На его окрики и понукания мужики отвечают по-разному. Одни оправдываются и ищут сострадания:

— Дак ведь рука измахалась, Егор Ефимович.

— Плечо совсем вымахал. Рука будто чужая.

Другие, есть и такие, отвечают зло и нехотя, с безразличием или угрозой:

— Полно лыко-то драть, Егор.

— Дак ведь неужели не видишь? Дождь того и гляди.

— Ну и что? Нашел чем испугать: как вымочит, так и высушит. Вишь ее, травы-то, сколько!

Но понукания отца не остаются без ответа. Цепь косцов начинает идти веселей, каждый пытается догнать переднего.

День пламенеет, облака блестят, и небо будто окрашено лазурью. В это время должно быть вёдро. Не дай бог ненастье, поэтому люди торопятся. В прошлом году было бессенное лето, неурожай на траву. Кормов заготовили мало. Поэтому зима была плохая.

Одни бабы граблями сгребают, сено в одну кучу. Другие бабы и девки возят сено на возах. На телегу его навивают вилами, сено накладывают до тех пор, пока оно держится на возу.

— Давай бастрик! — кричит баба.

Девочка стоит на возу и поправляет сено. Услышав крик бабы, она подает шест, которым сено притягивается на возу, прижимается к телеге. Баба привязывает веревкой конец бастрика к задку телеги, и девочка, сидя на высоком возу, понукает лошадь. Девочке от силы семь лет, она маленькая и тощенькая: кажется чудом, что она как-то держится на столь высоком возу и не падает на землю.

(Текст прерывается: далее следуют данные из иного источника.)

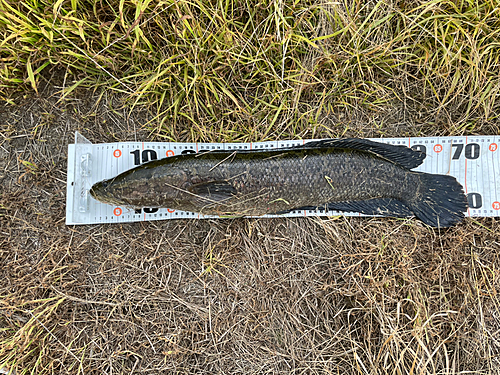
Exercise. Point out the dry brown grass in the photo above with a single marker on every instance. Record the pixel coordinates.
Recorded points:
(302, 296)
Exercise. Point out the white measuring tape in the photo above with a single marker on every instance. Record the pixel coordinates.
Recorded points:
(474, 161)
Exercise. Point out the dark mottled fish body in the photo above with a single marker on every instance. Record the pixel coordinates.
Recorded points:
(348, 175)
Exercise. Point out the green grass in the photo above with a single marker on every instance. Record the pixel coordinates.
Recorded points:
(250, 70)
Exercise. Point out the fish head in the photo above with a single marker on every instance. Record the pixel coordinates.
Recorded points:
(149, 185)
(106, 192)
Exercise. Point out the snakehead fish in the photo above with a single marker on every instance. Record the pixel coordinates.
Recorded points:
(335, 174)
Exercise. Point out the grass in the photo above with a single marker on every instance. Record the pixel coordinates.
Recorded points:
(343, 295)
(246, 70)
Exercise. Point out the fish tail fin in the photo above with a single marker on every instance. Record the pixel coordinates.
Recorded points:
(440, 201)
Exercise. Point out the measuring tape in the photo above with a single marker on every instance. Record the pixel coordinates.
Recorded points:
(473, 161)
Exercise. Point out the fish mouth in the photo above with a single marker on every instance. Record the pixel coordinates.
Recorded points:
(100, 193)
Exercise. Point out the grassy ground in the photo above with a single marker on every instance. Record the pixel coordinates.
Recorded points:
(343, 296)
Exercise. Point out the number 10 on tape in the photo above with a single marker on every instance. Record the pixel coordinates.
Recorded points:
(474, 161)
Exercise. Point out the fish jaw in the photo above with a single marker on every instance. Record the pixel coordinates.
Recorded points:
(102, 192)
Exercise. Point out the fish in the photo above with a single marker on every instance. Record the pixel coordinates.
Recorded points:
(350, 175)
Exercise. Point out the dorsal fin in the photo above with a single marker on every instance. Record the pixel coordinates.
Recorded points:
(401, 155)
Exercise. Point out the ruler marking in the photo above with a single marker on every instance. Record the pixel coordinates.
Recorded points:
(482, 180)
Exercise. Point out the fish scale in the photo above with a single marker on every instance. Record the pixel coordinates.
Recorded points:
(349, 175)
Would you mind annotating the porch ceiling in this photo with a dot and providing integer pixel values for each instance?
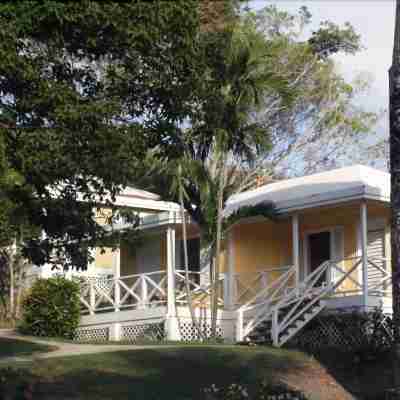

А она спокойно дергает вожжами и покрикивает на лошадь:

— Ну, давай поворачивайся, корова!

Мы, мальчики моего возраста, возим сено на волокушах. Волокуша — это две тонкие березы, срубленные под корень и прикрепленные комлями к хомуту лошади, которую впрягают в лесины, как в оглобли. А на сучья и ветки, которые тащатся по земле, наваливают копну сена, которую наскоро закрепляют веревками, чтобы она в движении не съехала. Конечно, на волокушу не положишь тридцать пудов, как на телегу, но зато оборачиваешься быстрее. Выигрываешь в скорости. Поэтому на волокуши сажают мальчиков. Вот уж где раздолье погонять лошадей, посостязаться, кто быстрее и ловчее!

Мужики нас торопят:

— Что вы там, спите, что ли, у стогов-то?

Бабы кричат:

— С возами-то не гоняйте, ироды! Ступайте помаленьку. Вишь лошади запыхались. На такой жаре и загореться лошадям-то недолго. Да и сено теряете. Потом собери его!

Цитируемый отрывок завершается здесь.